We have no excavator in front of our house tonight. But in its place are a half-dozen pairs of shoring, a huge steel plate, a backhoe, and a Bobcat.

The Tale of the Palm (Act I; Eventide):

Early this evening, while the silence is still palpable and before the brilliant and fuzzy Hale-Bopp has appeared in the western sky, I find Linda in the parkway next to one of her new palms. The tree is slightly askew.

“They dug up my tree,” she says.

She is livid. Her face is beyond red. It is white and her eyes are bulging. (Later, my wife tells me, “I’ve seen you with that same expression.”)

“They dug up my tree,” she repeats.

“Why would they do that?” I ask.

“They wanted to find my sewer line. It runs right under my tree, and they wanted to find it. They were looking for the sewer and they took out my tree.

“I am so angry. I talked to Jesse this morning and I asked him to be careful. I explicitly forbade them to touch my tree, and they have defied my wishes. I am so angry.”

“Are you sure of that?” I ask. “How can you be sure?”

“What other explanation is there? I’ve already called my gardener” — (he of the last tree incident) — “and it wasn’t him. So who else could it have been? The soil’s been disturbed, the tree’s cockeyed, and they needed to get in here. Who else could it have been?”
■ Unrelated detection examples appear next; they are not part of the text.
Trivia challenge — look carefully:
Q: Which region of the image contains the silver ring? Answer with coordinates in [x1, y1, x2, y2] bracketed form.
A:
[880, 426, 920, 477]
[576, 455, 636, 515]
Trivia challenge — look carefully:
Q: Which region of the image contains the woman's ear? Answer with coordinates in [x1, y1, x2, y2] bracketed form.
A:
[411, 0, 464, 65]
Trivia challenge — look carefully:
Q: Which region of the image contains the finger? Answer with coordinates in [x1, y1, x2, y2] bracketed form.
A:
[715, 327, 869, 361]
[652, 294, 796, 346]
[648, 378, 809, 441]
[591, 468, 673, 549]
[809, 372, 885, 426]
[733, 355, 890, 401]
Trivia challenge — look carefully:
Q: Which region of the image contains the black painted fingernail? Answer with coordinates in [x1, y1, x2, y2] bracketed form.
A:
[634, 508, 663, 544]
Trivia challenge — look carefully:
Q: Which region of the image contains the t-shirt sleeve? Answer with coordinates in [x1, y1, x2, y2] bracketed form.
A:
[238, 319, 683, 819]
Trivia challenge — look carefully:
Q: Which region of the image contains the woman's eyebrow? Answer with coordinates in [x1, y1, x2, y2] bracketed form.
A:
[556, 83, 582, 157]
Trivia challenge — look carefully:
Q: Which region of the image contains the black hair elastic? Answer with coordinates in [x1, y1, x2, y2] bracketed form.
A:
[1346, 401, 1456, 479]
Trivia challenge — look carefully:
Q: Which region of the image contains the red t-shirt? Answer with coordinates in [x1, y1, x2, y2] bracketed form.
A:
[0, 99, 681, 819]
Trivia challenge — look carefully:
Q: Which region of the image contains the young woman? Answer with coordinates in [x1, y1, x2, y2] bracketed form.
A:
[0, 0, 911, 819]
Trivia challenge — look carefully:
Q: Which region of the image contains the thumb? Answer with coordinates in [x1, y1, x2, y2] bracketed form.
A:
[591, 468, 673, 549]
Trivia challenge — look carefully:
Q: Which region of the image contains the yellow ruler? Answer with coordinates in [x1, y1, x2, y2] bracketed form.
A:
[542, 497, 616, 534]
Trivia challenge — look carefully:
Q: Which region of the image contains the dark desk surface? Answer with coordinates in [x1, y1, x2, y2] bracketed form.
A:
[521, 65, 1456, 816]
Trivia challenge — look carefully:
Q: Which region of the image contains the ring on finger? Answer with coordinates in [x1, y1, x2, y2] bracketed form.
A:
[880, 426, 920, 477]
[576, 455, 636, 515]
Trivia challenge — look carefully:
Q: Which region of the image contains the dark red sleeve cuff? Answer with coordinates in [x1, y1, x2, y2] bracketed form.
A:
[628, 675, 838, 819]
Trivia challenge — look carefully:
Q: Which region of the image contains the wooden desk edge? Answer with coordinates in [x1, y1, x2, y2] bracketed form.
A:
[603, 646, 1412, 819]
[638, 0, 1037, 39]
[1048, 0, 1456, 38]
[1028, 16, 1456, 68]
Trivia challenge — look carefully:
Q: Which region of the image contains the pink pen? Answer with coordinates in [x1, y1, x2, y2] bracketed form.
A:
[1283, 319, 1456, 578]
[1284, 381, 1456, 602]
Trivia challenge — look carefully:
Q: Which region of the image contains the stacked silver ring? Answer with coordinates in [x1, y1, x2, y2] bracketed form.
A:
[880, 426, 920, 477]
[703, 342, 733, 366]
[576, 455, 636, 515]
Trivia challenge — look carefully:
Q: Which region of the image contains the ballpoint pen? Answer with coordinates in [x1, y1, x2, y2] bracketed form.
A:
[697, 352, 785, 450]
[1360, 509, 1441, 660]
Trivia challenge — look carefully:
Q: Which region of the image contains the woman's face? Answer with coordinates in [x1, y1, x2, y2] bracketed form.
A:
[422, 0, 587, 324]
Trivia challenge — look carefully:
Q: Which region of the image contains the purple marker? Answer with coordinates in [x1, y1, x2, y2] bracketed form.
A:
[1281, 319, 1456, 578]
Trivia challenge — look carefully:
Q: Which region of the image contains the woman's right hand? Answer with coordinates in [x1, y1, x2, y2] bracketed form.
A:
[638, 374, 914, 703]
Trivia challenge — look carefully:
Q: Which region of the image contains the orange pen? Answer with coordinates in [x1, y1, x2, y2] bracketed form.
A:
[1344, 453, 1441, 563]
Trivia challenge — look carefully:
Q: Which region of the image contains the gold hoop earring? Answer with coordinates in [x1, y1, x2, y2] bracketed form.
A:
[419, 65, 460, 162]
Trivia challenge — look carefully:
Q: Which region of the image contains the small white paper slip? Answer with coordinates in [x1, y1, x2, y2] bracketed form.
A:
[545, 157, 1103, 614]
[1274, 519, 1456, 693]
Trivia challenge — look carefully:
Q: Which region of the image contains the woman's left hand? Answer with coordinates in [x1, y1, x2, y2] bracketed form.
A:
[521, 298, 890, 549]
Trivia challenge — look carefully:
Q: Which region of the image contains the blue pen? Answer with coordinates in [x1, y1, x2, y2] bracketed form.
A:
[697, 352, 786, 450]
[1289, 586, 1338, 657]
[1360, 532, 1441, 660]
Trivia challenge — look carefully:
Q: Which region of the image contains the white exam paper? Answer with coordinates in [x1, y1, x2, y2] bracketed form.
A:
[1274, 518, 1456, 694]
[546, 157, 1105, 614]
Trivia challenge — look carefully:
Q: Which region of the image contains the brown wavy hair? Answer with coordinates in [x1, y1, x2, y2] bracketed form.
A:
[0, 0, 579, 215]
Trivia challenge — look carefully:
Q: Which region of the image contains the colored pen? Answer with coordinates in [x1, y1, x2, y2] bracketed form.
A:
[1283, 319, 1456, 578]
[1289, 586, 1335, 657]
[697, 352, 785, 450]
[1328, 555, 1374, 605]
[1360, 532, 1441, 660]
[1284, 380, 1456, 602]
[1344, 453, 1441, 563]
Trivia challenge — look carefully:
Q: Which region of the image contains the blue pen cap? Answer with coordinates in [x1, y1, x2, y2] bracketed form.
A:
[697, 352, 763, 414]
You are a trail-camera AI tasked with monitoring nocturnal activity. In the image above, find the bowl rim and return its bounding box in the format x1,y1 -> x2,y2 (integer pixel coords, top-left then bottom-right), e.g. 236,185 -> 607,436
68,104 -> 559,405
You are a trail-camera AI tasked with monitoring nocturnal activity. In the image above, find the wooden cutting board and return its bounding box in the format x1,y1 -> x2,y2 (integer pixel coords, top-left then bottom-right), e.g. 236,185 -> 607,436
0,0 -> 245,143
“Well,” I suggest, “the tree could simply have settled. It makes no sense that they’d dig up your tree.” And I tell her that I was watching everything that went on out here for virtually the entire day. The only time I was gone was from 1:30 to 2:30, when I went for a walk.

“So that’s when it happened,” she says.

This seems to me a narrow window of time in which to have dug up a tree, probed for an elusive sewer, and replanted the tree. It seems, too, rather farfetched that Jesse and his men would have selected just this bit of time when I was gone (but there were other neighbors still around) to do something so nefarious, and that they would so carefully have covered up the deed but then left a bit of disturbed earth and a slightly leaning tree as evidence. But she is insistent.

We go back and forth on this — she saying there’s no other viable explanation, me saying it’s premature to draw a conclusion and why not simply talk to Jesse in the morning? see what he’s got to say. And unavoidably I am drawn into her drama.

I like my neighbor. She comes often to our house for dinner and helps often to look after our cat; more important, she is a strong and principled woman and treats others as she expects them to treat her. But somehow this evening I have become proxy and apologist for those who have defied her wishes and tried to cover it up, and I feel helpless to extricate myself.

She is fuming when last we speak, as the comet makes itself plain and bright over her house, and she tells me I would be just as mad if it were my tree and that she can’t understand why I can’t see why she’s upset. There are, I counter, an infinite number of screwups with which a person could take issue and you simply can’t chase them all. Moreover, the contractors seem to have shown themselves conscientious — if they were responsible for a problem, I assume they’ll make it right. But our words are to no avail. We have fixed ourselves into positions.

She owns a Fiat. It’s old and temperamental and rarely runs and Linda has now superseded it with a newer vehicle; accordingly, she parks the Fiat at the end of her driveway in a spot from which it hasn’t moved for months. All the same, her last fiery words to me are a vow to resurrect the dead can “I’ll park the goddamn Fiat in front of that tree and I won’t let them touch a goddamn thing on this street until they’ve taken that tree out by hand and replanted it in sand, just like it was.”

And so we part for the evening — I hoping for a less confrontational resolution in the morning, while pondering too the thought that perhaps my reluctance to see the situation as she does is symptomatic of some more general failure to stand up for myself or to insist on the accountability of others—a deficiency or sign of weakness. And I wait too for the gasping sounds of the Fiat underway. The sound of a call to battle.